Most of what I’ve learned about this life has come as a result of reading. I read everything. I carry books and magazines everywhere with me, often at the expense of nearly walking into traffic or falling into an open manhole. I have always loved to read, as I have expressed in so many ways on this blog. It has been my saving grace over the years. This blog will continue to be a record of my reading life along with the experiences and insights I discover. I hope to become more insightful by reading wise men and women and then writing about them and their stories as a way to cement the wisdom in my memory.
This blog is about “literature, culture, and the life of the mind.” I have changed that tagline a few times in the last ten years, once to “questions, comments, true stories of adventure,” which is something I ask my students at the end of a class: In truth, the words I post here will be all of the above. Sometimes, study only reveals more questions, but I love the questions. The world of information we have at our fingertips gives us the answers, but without the questions, we would not know what to look for. The quest, the search goes on, and when we are gone, others will take our place. It is all a seamless garment of us, of history, of story, of life.

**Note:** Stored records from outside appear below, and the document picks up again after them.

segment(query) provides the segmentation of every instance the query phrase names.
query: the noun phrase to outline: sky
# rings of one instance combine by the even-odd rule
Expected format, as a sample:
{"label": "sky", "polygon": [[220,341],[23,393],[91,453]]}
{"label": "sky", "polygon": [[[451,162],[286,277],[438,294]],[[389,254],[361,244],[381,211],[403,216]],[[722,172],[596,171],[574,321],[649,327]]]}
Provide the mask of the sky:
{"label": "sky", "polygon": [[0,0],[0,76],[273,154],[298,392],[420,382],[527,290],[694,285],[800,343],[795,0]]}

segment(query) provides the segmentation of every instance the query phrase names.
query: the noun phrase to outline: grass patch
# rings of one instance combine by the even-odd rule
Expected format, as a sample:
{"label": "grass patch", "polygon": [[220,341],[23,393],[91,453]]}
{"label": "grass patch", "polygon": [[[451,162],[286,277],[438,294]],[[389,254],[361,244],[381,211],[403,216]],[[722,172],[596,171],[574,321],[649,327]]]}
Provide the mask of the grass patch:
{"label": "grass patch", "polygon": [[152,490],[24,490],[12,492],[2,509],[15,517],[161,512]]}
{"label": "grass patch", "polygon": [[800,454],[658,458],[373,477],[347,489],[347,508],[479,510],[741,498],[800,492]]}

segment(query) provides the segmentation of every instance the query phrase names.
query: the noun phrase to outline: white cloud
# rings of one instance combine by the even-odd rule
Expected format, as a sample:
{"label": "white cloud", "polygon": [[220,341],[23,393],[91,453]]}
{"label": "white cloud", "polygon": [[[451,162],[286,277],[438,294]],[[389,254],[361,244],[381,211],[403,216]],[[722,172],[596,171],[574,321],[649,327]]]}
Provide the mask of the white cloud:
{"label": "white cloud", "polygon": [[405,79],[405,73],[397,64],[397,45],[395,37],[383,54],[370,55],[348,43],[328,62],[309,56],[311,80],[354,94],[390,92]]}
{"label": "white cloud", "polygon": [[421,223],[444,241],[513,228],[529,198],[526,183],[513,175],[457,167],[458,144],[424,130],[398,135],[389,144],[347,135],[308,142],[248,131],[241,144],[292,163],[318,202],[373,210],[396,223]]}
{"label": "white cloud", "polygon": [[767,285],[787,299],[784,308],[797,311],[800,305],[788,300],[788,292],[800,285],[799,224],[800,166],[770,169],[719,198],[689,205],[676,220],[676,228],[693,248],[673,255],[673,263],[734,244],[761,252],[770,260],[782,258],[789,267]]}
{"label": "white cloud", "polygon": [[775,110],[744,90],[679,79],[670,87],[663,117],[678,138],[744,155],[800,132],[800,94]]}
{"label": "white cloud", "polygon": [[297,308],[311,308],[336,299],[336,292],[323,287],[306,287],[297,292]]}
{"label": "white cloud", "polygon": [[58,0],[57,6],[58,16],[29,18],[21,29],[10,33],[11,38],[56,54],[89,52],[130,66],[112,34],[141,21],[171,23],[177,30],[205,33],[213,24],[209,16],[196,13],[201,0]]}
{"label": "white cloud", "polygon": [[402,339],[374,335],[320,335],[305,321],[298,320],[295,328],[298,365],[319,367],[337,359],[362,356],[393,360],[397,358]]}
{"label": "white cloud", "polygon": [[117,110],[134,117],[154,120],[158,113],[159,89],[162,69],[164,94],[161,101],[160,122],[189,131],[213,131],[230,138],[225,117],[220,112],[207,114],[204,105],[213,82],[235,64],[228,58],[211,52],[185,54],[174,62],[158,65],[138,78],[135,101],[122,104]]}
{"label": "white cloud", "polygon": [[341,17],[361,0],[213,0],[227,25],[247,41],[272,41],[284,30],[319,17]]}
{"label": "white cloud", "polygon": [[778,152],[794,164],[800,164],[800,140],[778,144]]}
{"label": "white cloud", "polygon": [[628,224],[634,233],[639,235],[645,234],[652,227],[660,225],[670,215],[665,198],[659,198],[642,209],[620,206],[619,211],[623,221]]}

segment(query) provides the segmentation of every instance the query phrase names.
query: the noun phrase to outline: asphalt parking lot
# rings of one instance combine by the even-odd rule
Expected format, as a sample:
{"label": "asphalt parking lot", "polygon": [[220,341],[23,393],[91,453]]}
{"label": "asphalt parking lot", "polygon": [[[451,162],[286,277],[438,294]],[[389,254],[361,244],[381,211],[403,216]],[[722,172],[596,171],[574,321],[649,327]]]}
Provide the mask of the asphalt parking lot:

So I hope you have missed me over the last four months, because I want you to come back and tell me what you have been up to. If you like something you see here, I’d like to know, and if you disagree, even better. Let’s dialogue. The life of the mind is a communal life; our country is going through some difficult times and we need to be thinking and discussing and working toward solutions to the problems that plague us. We need to listen to each other’s stories; they are imperative to the communal life of which we dream where people can disagree and discuss, but remain respectful and considerate and loving of others.
I have often toyed with the idea of renaming this blog, The Student’s View. As I reach the milestone of thirty years in the classroom as a teacher, I still, still feel more like a student than a teacher. I think the best classes over the years have been ones where we are all learning together. I’ll keep it The Teacher’s View for now; after ten years and 447 posts, it would be weird to change the name. But know that those who enter into a dialogue often teach me far more than I teach them. I have had some wonderful student-teachers over the years, and I thoroughly enjoy hearing from them here or on other social media sites.
So sound your barbaric yawp to the sky, as Uncle Walt instructed us, and let us live and live well so that when we are gone, everyone will miss us and only the trees will remember. I know that we will turn to dust, but our stories will remain. Let us live forward into the future. Onward!